MADRID, 20 Oct. (EUROPA PRESS) –
The Iker Casillas Foundation, the Real Madrid Foundation and IDOVEN have come together to bring digital cardiology closer to vulnerable groups and to be able to perform cardiological analyzes on 800 boys and girls from the foundation of the Madrid group.
The Iker Casillas Foundation and the Real Madrid Foundation have chosen IDOVEN for this initiative, a Spanish startup that was born to help prevent heart diseases such as sudden death and that performs remote heart studies through its cloud platform of Artificial Intelligence.
This project is part of the #DonaTusLatidos movement, which it has received from the entity that leads the exporter, with the aim of contributing to the investigation and prevention of heart disease in the most vulnerable groups.
Now, thanks to this agreement, almost a thousand minors belonging to vulnerable groups, with and without risk of exclusion, will be able to benefit from this new digital health care. The beneficiaries of this sports cardiac study will belong to
Inclusive and adapted soccer or basketball schools, made up of boys and girls with a higher incidence of heart conditions, such as Down syndrome or General Developmental Disorders if they associate heart disease.
After monitoring the heart with a new and simple IDOVEN cardiac holter monitor, the heartbeats of the 800 children will be analyzed thanks to its cloud platform, based on artificial intelligence, and with the collaboration of the company’s team of cardiology specialists .

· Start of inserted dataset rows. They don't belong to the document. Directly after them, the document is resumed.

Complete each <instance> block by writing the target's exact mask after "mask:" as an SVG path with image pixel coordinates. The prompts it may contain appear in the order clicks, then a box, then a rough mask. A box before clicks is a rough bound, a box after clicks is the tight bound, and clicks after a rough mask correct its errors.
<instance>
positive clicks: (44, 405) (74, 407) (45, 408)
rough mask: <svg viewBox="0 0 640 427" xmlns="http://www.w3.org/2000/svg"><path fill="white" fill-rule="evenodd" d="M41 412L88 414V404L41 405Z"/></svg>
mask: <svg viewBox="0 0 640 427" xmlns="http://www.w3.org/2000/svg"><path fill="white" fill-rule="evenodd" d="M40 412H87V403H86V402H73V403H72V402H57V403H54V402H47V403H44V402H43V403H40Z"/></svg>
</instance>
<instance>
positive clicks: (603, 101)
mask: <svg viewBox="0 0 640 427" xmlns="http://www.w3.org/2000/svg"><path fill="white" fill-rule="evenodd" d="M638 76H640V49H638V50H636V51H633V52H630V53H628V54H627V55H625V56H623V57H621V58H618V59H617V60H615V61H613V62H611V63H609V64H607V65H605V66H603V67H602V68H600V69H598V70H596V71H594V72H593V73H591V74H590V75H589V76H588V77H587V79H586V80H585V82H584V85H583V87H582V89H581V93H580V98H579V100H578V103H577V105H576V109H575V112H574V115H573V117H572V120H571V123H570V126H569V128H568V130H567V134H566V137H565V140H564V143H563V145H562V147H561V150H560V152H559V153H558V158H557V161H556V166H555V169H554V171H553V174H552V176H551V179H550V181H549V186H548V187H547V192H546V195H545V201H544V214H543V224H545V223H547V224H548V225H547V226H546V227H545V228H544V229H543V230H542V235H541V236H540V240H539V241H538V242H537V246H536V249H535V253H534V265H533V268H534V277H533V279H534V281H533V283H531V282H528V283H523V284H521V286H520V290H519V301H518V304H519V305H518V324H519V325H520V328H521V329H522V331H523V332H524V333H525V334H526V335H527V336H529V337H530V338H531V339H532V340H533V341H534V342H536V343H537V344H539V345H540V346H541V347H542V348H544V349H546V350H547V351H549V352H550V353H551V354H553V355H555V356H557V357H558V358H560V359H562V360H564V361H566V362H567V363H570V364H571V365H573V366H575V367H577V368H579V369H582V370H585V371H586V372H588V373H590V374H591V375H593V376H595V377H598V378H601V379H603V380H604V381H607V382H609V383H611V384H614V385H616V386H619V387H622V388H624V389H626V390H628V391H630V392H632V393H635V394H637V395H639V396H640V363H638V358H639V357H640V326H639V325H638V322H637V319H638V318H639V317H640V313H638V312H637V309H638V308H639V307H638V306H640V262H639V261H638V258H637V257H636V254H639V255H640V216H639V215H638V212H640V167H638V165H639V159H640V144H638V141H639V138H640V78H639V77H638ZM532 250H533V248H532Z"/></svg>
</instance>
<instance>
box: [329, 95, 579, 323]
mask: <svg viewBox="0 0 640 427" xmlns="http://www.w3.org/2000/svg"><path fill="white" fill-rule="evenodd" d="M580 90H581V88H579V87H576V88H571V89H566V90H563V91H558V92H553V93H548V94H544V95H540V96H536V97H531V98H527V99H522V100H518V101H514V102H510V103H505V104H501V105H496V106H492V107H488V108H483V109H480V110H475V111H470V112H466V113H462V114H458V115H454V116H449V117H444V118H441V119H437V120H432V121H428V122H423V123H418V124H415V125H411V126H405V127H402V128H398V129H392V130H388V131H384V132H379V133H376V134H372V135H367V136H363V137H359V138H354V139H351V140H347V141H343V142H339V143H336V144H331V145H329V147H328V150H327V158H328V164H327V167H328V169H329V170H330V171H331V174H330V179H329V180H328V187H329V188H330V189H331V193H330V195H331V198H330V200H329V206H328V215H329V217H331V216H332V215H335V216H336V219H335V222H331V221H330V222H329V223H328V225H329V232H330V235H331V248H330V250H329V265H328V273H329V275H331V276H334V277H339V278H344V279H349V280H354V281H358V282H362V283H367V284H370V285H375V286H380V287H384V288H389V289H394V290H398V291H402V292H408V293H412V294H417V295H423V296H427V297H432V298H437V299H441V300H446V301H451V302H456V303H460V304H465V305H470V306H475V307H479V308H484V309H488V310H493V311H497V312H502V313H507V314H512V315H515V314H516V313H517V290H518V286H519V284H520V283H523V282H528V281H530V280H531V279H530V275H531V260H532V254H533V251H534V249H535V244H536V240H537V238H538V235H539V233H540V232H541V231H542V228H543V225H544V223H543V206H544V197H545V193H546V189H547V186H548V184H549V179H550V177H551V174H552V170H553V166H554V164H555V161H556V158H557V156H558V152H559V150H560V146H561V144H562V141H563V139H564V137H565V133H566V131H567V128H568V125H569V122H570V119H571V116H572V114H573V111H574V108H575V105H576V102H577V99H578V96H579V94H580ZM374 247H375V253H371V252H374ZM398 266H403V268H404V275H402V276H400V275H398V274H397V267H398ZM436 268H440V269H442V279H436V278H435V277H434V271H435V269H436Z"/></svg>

The beneficiaries will obtain a medical evaluation of the activity of their heart and with their beat they will contribute to the investigation and
heart disease prevention.
“For both my Foundation and the Real Madrid Foundation, this is an important project and we hope that the initiative will be received by families with the same enthusiasm that we have at both foundations and at IDOVEN. Our only objective is to improve the lives of the smaller “, highlighted Casillas during the presentation this Wednesday of the project.
The former goalkeeper, who suffered a heart problem in 2019 when training with Porto, warned that “we must make the whole society aware of the importance of regular heart checks.”
“If also, thanks to this collaboration, vulnerable groups and young people with a high risk of heart disease benefit, I think we will be helping families that need it,” Casillas said.
For his part, Dr. Manuel Marina Breysse, CEO of the ‘startup’, believes that with this collaboration they will be able to monitor “telematically the hearts of young people from the Real Madrid Foundation’s social sports schools in Spain for free”. “It is a great opportunity for families, but also to help advance medical-scientific research and prevention of what is today the leading cause of death in the world,” he added.